Tattoos may have gone mainstream, but if you’ve seen “Miami Ink” or “LA Ink” on cable, you know that tattoo artists remain untamed.

The Virginia Court of Appeals acknowledged as much today, when it said a tattoo artist was an “independent contractor,” not an “employee” of a Richmond tattoo parlor operated by Creative Designs Tattooing Associates Inc. Unfortunately for the particular artist’s estate, the appellate court reversed an award of death benefits after the artist was shot at the shop in 2005 and later died of his wounds.

Earle Lindsey Parrish III had a chair at the tattoo parlor and kept regular hours, splitting his fees with the shop owner.  The Workers’ Compensation Commission said Parrish could open and close the shop, had scheduled work hours and qualified as an “employee.”

But Judge James W. Haley Jr. said the paramount issue was control of what Parrish did. He provided his own tools and negotiated with his clients about their tattoos and his fees. He was not paid a salary and had no benefits. The shop owner had no list of rules about hours or breaks. Parrish was an independent contractor, not covered by workers’ compensation, the panel majority said.

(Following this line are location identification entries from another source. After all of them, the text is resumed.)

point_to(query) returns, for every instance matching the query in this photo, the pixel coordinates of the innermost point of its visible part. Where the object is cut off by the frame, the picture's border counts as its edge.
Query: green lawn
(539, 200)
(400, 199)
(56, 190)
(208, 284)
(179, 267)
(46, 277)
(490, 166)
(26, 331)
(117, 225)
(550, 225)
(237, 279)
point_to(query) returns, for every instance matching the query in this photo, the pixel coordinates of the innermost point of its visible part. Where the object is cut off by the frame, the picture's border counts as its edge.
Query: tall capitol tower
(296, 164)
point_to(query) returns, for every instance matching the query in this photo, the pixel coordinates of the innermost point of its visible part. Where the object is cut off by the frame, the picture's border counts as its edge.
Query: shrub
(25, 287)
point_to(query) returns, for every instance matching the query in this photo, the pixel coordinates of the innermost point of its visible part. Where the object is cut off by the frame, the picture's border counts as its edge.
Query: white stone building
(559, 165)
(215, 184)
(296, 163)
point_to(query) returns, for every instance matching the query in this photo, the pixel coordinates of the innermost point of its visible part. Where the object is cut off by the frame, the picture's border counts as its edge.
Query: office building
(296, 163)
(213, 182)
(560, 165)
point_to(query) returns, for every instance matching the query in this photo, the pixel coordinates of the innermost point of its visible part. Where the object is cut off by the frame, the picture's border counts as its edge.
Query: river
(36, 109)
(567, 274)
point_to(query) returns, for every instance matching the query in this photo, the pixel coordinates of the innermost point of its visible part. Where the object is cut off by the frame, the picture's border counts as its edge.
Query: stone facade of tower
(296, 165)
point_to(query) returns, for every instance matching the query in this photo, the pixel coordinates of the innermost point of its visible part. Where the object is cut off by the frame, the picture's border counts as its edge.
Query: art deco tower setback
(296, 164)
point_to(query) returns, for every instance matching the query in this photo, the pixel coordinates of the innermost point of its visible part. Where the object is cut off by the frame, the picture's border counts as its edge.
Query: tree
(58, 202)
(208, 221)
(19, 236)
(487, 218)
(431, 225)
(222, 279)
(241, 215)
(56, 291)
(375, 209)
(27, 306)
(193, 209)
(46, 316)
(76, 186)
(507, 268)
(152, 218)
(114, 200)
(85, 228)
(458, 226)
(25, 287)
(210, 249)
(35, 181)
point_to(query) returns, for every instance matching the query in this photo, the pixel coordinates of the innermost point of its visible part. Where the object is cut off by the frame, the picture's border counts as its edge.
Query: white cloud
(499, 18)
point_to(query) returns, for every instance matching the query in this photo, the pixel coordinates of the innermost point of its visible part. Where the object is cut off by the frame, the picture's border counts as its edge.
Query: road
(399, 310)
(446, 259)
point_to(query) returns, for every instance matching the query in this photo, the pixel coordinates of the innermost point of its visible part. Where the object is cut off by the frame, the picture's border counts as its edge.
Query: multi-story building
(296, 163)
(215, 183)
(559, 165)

Judge Larry Elder dissented. Elder said Creative Designs’ owner set standards for and hired and fired the artists and had the final word on the quality of their work and the resolution of customer complaints.  Parrish had started with a 35-percent share of the fee but had been “promoted” to a 55-percent cut because of his “managerial” duties, making him an “employee,” according to Elder.